A healing pressure ulcer or any wound is an extremely complex and dynamic tissue for which scientific researchers and clinicians are continually acquiring new knowledge and different effective treatments.
Healing occurs in recognizable phases, which are usually progressive, and often overlapping. This is a collaborative process involving a wide variety of cells and components which need to continually interact in order for the skin to heal. This is the realm of cellular and molecular research and is not really appropriate for the more generalist nature of this book.
In more general terms there are certain factors that influence healing and it’s worth pinpointing these so that the various treatment options make sense to you.
FACTORS THAT INFLUENCE HEALING
Maintaining a moist wound environment has been proven to assist the healing process, providing the following advantages: a) prevents tissue dehydration, helping to stop the formation of a scab or dry crust (eschar) on the top of the wound. This eschar can hinder the migration of newly-formed skin cells (the technical name is epithelial cells) to the surface of the skin. These new cells can only move through the thin watery liquid within the wound that liquid is called the serous exudate; b) increases the growth of new blood vessels; c) assists in the interaction of growth factors target cells; d) reduces the chances of infection, and e) is associated with less pain.

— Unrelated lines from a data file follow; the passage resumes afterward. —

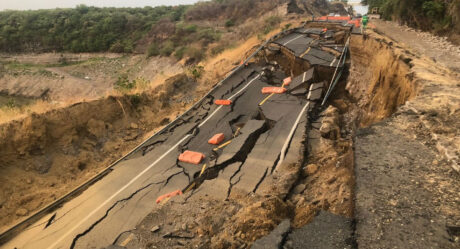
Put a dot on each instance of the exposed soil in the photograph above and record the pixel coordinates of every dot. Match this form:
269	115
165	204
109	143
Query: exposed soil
85	77
415	148
324	180
44	156
407	166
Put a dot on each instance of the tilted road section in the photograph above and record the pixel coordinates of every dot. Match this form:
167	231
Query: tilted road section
258	129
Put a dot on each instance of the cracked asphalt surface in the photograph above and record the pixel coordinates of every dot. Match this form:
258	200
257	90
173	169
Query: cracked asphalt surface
119	201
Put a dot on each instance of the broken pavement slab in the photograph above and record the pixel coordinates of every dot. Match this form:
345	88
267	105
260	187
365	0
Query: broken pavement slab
275	239
326	231
235	150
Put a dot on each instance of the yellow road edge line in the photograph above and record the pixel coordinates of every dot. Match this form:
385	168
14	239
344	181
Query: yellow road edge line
263	101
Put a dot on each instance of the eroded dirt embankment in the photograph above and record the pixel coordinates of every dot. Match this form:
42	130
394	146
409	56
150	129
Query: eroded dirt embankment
324	180
378	81
43	156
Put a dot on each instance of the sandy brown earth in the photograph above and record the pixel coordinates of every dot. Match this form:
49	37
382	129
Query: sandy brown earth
407	167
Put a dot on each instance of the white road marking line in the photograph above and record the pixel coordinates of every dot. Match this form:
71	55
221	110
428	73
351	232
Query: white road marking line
332	63
230	98
286	43
289	138
115	194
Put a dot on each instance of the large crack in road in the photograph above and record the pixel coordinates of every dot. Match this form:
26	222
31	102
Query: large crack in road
258	126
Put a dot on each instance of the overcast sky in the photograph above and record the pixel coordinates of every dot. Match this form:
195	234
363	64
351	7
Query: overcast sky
51	4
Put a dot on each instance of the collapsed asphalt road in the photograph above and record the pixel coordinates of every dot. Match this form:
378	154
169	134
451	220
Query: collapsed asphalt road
260	128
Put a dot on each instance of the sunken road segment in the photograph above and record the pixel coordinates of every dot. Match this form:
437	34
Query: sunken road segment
260	128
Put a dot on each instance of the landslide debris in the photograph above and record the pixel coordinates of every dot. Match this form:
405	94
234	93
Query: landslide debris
44	156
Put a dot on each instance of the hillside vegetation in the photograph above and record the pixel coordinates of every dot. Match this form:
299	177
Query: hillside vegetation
161	30
439	16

This is the technical term for removing any blood clots scabs or dry crust on the wound. This can be achieved by the following four methods: a) surgical removing tissue using a scalpel or scissors; b) mechanical referring to a range of techniques like wet-to-dry dressings, wound irrigation or whirlpool or foot soaks; c) enymatic using collagens, and d) autolytic using certain dressings like hydrogels which enhance the body’s own enzymes. Debridement is needed to ensure a moist wound environment in order for the wound to heal.
Secretions of fluid are produced by the inflammatory response of the wound/pressure ulcer. This exudate actively promotes healing through its nutrients and provides an ideal fluid for the new skin cells to move or migrate to the new skin “building sites.”
Wounds should be kept covered to maintain optimum physiological temperatures. Cleansing agents should be used at body temperature.
As you would expect, infection slows down the healing process and extends the inflammatory response. Infections must be eliminated as soon as possible; the physician will use creams, ointments or antibiotics to clear up this problem.
Advancing age, combined with a slower metabolic process and associated reduced collagen and poor circulation can impede the healing process.
A range of disease processes can adversely affect the ability of the wound to heal; these include anemia, arteriosclerosis, cancer, cardiovascular disorders, diabetes, immune disorders, inflammatory diseases, liver problems, rheumatoid arthritis and uremia.
Psychological facts like stress and anxiety can also affect the immune system and can disturb sleep which is important for the healing of wounds.
Malnutrition, smoking, certain drug therapies, radiotherapy and fluid balance can also affect the healing process.
The main point in the healing process is to remove all adverse influences. Nature has set a healing time for each type of wound and that healing will only occur if there is a favorable environment.